A MathJSON expression is a combination of numbers, strings, symbols, functions and dictionaries.

Number

3.14
314e-2
{"num": "3.14"}
{"num": "-Infinity"}

Symbol

"x"
"Pi"
{"sym": "Pi", "wikidata": "Q167" }

String

"'Diameter of a circle'"
{"str": "Radius" }

Function

["Add", 1, "x"]
{"fn": [{sym: "Add"}, {num: "1"}, {sym: "x"}]}

Dictionary

{
  "dict": {
    "hello": 3,
    "world": ["Add", 5, 7]
  }
}

Numbers, symbols, strings and functions can be expressed either as an object literal with a "num", "str", "sym" or "fn" key, respectively, or as a short-hand notation using a JSON number, string or array.

The short-hand notation is more concise and easier to read, but cannot include metadata properties.

Numbers

A MathJSON number is either:

  • an object literal with a "num" key
  • a JSON number

Numbers as Object Literals

Numbers can be represented as an object literal with a "num" key.
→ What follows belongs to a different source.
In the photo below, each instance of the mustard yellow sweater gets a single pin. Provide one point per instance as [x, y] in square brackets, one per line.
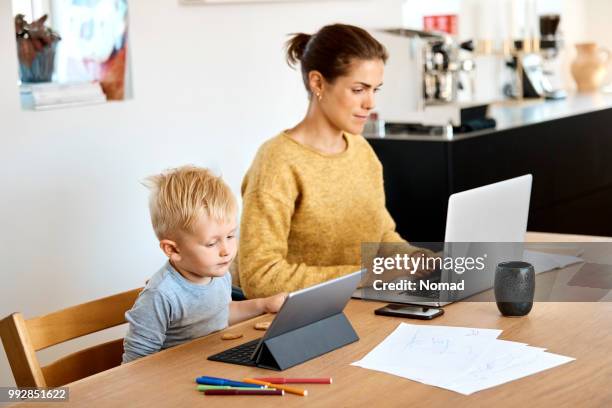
[305, 214]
The value of the key is a string representation of the number.

{
    "num": string
}

The string representing a number follows the JSON syntax for number.

JSON numbers

When a number has no extra metadata and is compatible with the JSON representation of numbers, a JSON number can be used.

Specifically:

  • the number has to be in the range $$[-(2^{53})+1, (2^{53})-1]$$ to fit in a 64-bit float (IEEE 754-2008, 52-bit, about 15 digits of precision).
  • the number has to be finite: it cannot be Infinity, -Infinity or NaN.

Examples

0

-234.534e-46

{ "num": "-234.534e-46" }

{
  "num":
    "3.141592653589793238462643383279502884197169399375105"
}

{ "num": "-Infinity" }

Strings

A MathJSON string is either

  • an object literal with a "str" key
  • a JSON string that starts and ends with U+0027 APOSTROPHE : '.
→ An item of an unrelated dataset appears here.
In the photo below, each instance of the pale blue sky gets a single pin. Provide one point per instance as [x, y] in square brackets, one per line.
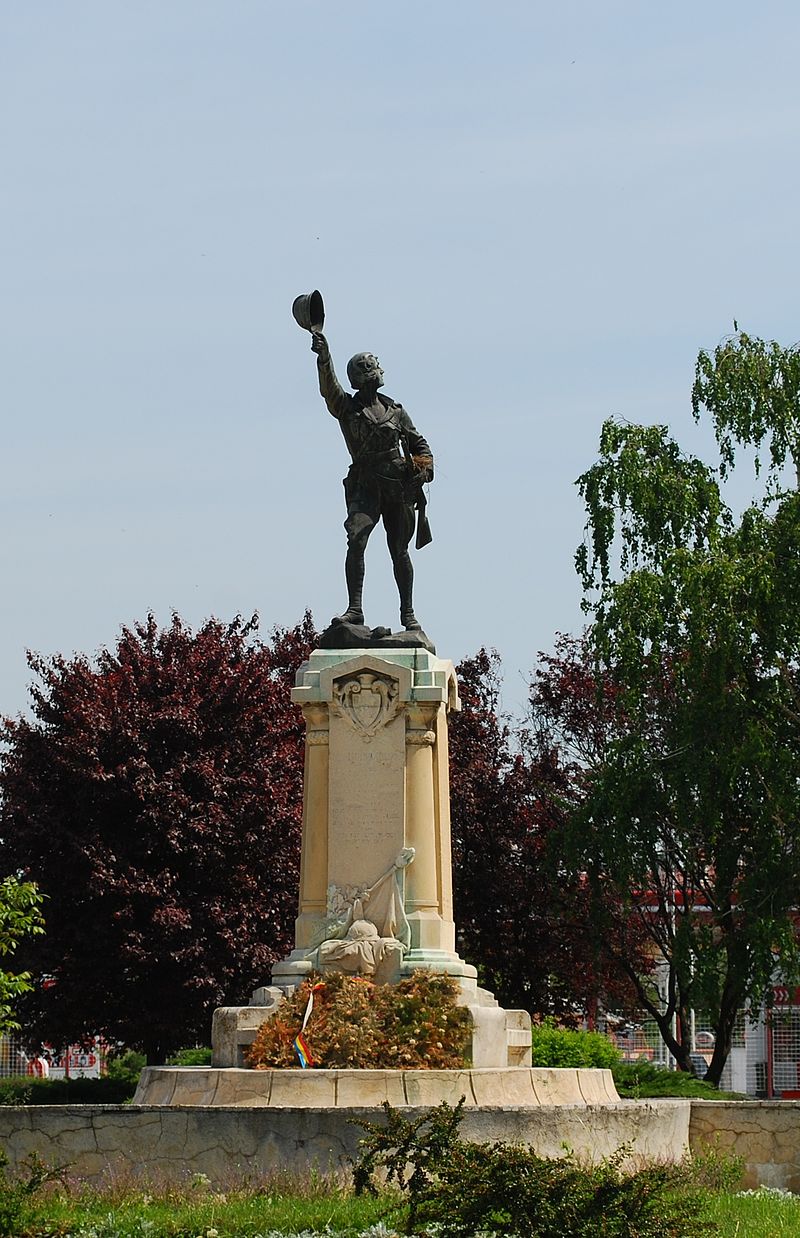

Strings can contain any character represented by a Unicode scalar value (in the [0…0x10FFFF] range, except for [0xD800…0xDFFF]), but the following characters must be escaped as indicated:

  • U+0000 to U+001F: \u0000 to \u001f
  • U+0008, Backspace: \b or \u0008
  • U+0009, Tab : \t or \u0009
  • U+000a, Line feed: \n or \u000a
  • U+000c, Form Feed: \f or \u000c
  • U+000d, Carriage Return: \r or \u000d
  • U+005c, Backslash/Reverse Solidus: \\ or \u005c
  • U+0022, Quotation mark: \" or \u0022

The encoding of the string follows the encoding of the JSON payload: UTF-8, UTF-16LE, UTF-16BE, etc…

"'Hello world'"

Symbols

A MathJSON symbol is either:

  • an object literal with a "sym" key
  • a JSON string

Symbols are identifiers that represent the name of constants, variables and functions.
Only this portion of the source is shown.